I had a LONG talk with a developmental Dr. man the other night. We are not working with him, but he took an hour to talk to me on the phone about some things. Kelsey is so in her head, that everything that does not revolve around her, what she wants to do, where her mind is at the moment, makes her upset. Apparently, this is a typical thing for children like Kelsey. So, what have I been doing all these year? I have been bending over backwards to help eliminate these episodes, and guess where it has gotten us? At some point, I need to say, we need to get ready, leave this house, and I expect you to be ready in 1 hour, with out a crying episode.
Kelsey says she longs for a simple life, as long as we don't get bored. haha. We have a pretty simple life, the only way to make it simpler is to not make her do school work, or ever get out of bed. We will let her hair dred, and never clean. Oddly enough, she wants chickens, and an entire farm to take care of, I guess as long as mother does everything.
I am exhausted.
I suddenly am really questioning how I run this house. I never stuck to a strict schedule, as Kelsey's moods and such change all the time. But, I wonder if I need to create and stick to some sort of type plan/ Because whatever I am doing, is not working. I can do this better.

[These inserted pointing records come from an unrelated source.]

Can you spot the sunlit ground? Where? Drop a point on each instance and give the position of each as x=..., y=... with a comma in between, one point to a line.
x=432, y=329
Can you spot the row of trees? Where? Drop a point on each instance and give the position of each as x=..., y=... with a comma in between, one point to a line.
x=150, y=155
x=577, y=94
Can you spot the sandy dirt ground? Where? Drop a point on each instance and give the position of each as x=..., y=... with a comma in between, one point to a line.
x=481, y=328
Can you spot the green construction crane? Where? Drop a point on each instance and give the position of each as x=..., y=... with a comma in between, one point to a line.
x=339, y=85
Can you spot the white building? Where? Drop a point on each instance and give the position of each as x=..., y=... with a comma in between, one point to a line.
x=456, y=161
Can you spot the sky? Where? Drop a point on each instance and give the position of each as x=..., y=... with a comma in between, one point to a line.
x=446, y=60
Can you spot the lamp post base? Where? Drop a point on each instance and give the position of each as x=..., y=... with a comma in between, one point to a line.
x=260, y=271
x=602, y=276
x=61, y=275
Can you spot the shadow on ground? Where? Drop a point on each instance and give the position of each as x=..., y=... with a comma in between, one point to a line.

After this episode, I went to pick up Maddy, and I actually got out of the car and socialized. Amazing! I surrounded myself with other moms that were still having little ones, and I talked, although I still feel pretty pathetic in my attempts to do this.
btw, I just put school work on hold, again, to let the kids play with the hose outside. It is too nice, and Kelsey's mood has changed dramatically. See, can't schedule at all! I think I'll go take a photo and draw with baby on the sidewalk!